Engaging Minds, Transforming Lives


Thinking SMArT

  • Jade Tinker helps an ESE student ask "how do rollercoasters work?"
    Jade Tinker helps an ESE student ask "how do rollercoasters work?"

Program helps elementary school students learn about the scientific process

It’s 5 p.m. on a Monday evening and the Fondren-Jones science building is buzzing with activity. It’s not Southwestern students trying to get their lab work done, though. It is a group of elementary school students who are trying to learn more about how science works. 

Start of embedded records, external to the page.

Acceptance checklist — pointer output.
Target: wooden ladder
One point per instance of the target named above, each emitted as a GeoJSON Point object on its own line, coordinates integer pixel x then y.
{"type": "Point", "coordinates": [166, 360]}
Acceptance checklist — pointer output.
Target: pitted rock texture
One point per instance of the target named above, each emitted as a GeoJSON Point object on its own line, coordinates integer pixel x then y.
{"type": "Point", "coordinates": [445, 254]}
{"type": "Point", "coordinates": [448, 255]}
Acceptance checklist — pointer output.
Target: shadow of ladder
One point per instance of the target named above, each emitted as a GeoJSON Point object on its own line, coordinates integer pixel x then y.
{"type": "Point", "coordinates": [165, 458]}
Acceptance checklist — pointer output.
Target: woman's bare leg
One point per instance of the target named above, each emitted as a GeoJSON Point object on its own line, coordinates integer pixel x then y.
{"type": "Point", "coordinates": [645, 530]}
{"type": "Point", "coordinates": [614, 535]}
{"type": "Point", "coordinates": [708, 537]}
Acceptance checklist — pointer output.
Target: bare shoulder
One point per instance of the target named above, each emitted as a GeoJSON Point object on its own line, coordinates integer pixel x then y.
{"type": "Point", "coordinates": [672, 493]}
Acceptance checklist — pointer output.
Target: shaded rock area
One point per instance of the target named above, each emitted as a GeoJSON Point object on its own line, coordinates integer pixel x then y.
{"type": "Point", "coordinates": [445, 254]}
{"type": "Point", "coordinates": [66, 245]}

The students are participants in the SMArT program, which was started in 2007 by Romi Burks, an associate professor of biology at Southwestern. SMArT stands for Science and Math Achiever Teams. The program pairs Southwestern students with 3rd-5th grade students from Cooper Elementary School in Georgetown who are participating in the school’s Extended School Enrichment (ESE) program

Burks started SMArT to teach elementary students about the scientific process of inquiry. Student mentors from Southwestern guide the children through the process and help them explore topics that inspire them about science, from physics to biology. Although the program focuses on scientific research, Southwestern students from all majors are encouraged to apply to be mentors. 

“I saw a need for our students, particularly those in the sciences, to connect their academic interests with their interest in volunteering,” said Burks, who developed a similar program when she was a college student. “I thought a program like SMArT could give students a discipline-rooted experience that fit into their schedules and provided a real possibility for exchange. The ESE students get a chance to do a project, but the Southwestern students also get a chance to learn to translate their science knowledge to another scale.”

This semester, 12 students from Cooper Elementary are participating in the program. At their first meeting, the mentors help their students develop a testable question that must be discovered by experimentation and not by looking up a simple answer. The children are encouraged to develop their own questions based on their personal interests. This semester, students are exploring questions on diverse topics such as what causes brain freezes to how roller coasters work. 

In the nine weeks that follow, the students will investigate and test their questions. 

“This gives the children a chance to work with science one-on-one with someone else to help develop skills that they can use later in their educational careers,” said Mallory Forsyth, a first-year biology major and mentor. “They get special training they can’t get in a classroom setting.” 

The 10th week is the Achievement Party, at which the teams present their questions and findings to the public, both failures and successes. The party is similar to a science fair, in which teams will set up posters about their projects and talk to passers-by about what they learned and discovered. However, there is not the pressure and sense of competitiveness that often comes with science fairs. 

This semester’s Achievement Party will be held Monday, April 20th, at 5 p.m. in the Bishops Lounge on the first floor of the McCombs Campus Center. 

“In addition to giving the children a chance to talk about what they have learned, the Achievement Party gives us a chance to show the campus what SMArT does, raising awareness and inviting more students to join as future mentors,” said Jesse Barbour, a senior history major and SMArT mentor.

Each semester, one Southwestern student is selected to help Burks facilitate the SMArT program. Student mentors also have the option of signing up for an optional one-credit course with Suzy Pukys, director of civic engagement, in which they discuss their experience working with students. 

“SMArT has changed my perspectives about working with children,” Barbour said. “It has been good for me and is very important for kids. By the end of the semester, the kids can explain some difficult concepts fairly well.”

Last semester, Barbour and his mentee worked on a project in which they used candy bars to explain evolutionary theory. This semester, he and his mentee are building circuits with fruit. “This week we managed to power an alarm clock for nearly two hours using only six lemons as a battery,” Barbour said.